Он мрачно посмотрел на меня.
— А что ты думаешь?
— Вызволить свою мать из тюрьмы? О, конечно. Хороший план.
Его мрачный взгляд превратился в испепеляющий.
— Ты сделала это, — отметил он с восхищением в голосе. Неохотно, но это не важно. — Пожар на автовокзале. Я мог бы сделать что-то вроде этого.
— О, да. И все охранники выбегут на улицу, и оставят все тюремные камеры открытыми, чтобы ты смог просто проникнуть и освободить маму и уйти.
— Хорошо, — сказал он. — Я не говорил, что у меня был план. Пока нет. Но я придумаю что-нибудь. Всегда так делаю.
— Ну, — сказала я. — Думаю, у меня есть мысль.
Он взглянул на меня.
— Насчет чего?
— Плана.
— О, Боже, — сказал он, и сделал глоток Пепси.
— Эй, — сказала я. — Не произноси имя Господа всуе.
— Ты делала это, — саркастически произнес он.
— А вот и нет. Да и к тому же, мне шестнадцать.
Он снова закатил глаза.
— Да, это делает тебя взрослой, думаю. У тебя есть водительские права?
Он задел меня за живое. Я случайно завалила первую попытку при получении водительских прав. Это была не моя вина, конечно. Что-то странное, кажется, происходит, когда я сажусь за руль. Всё из-за скорости. Если на дороге никого больше нет, почему необходимо ехать со скоростью 50 километров в час?
— Ещё нет, — сказала я. — Но я работаю над этим.
— Господи. — Шон отвалился на спинку стула. — Послушай, ты не совсем надежна, знаешь? Ты уже однажды подставила меня, помнишь?
— Я совершила ошибку, — ответила я. — И уже извинилась. Я купила тебе пиццу. Сказала, что у меня есть план, чтобы в этот раз сделать всё правильно.
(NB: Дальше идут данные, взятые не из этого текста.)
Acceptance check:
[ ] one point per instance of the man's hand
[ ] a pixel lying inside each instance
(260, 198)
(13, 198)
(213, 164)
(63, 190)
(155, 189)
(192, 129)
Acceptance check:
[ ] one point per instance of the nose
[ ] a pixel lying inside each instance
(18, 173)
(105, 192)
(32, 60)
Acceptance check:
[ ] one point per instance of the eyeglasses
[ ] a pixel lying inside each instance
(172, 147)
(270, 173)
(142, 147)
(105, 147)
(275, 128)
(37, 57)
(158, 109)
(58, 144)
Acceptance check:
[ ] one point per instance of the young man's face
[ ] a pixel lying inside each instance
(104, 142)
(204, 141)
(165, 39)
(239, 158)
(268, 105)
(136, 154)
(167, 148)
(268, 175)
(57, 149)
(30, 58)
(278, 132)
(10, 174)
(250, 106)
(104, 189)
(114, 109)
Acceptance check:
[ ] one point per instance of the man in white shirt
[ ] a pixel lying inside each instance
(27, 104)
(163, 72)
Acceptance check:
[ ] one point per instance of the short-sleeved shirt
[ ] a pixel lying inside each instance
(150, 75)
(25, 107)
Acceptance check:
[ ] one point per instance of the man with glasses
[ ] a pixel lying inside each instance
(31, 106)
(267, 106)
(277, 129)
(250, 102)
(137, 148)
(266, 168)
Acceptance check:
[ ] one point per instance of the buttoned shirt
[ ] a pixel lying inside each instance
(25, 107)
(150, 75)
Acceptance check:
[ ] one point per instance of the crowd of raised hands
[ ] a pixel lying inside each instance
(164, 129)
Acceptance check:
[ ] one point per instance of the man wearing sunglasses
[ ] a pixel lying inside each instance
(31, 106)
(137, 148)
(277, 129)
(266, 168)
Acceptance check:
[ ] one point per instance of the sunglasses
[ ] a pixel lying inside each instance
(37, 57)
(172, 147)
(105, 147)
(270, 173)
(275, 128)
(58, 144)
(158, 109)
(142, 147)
Что ещё ты хочешь?
— Что ещё я хочу? — Шон наклонился вперед так, чтобы черлидерши за соседним столиком не подслушали его. — Я хочу, чтобы все стало как прежде, до того, как ты пришла и всё испортила.
— Да? Ну, не в обиду, Шон, но я не думаю, что раньше всё было так замечательно. Я о том, что произошло бы, когда один из учителей или родителей твоих друзей сходил бы в продуктовый магазин и увидел твое лицо на пакете молока, а? Вы с мамой собирались переезжать каждый раз, когда кто-то узнает тебя? Вы хотели бегать, пока тебе не исполнится восемнадцать? Это план?
Шон сердито посмотрел на меня из-под козырька кепки.
— Что ещё мы должны делать? — потребовал он. — Ты не понимаешь... Мой папа, у него есть друзья. Именно поэтому судья постановил, как он хотел. Мой папа попросил друзей прижать судью. Он точно знал, какой мой отец, но всё-таки вынес решение в его пользу. У мамы не было шансов. Так что, да, мы будем продолжать бежать. Никто не сможет нам помочь.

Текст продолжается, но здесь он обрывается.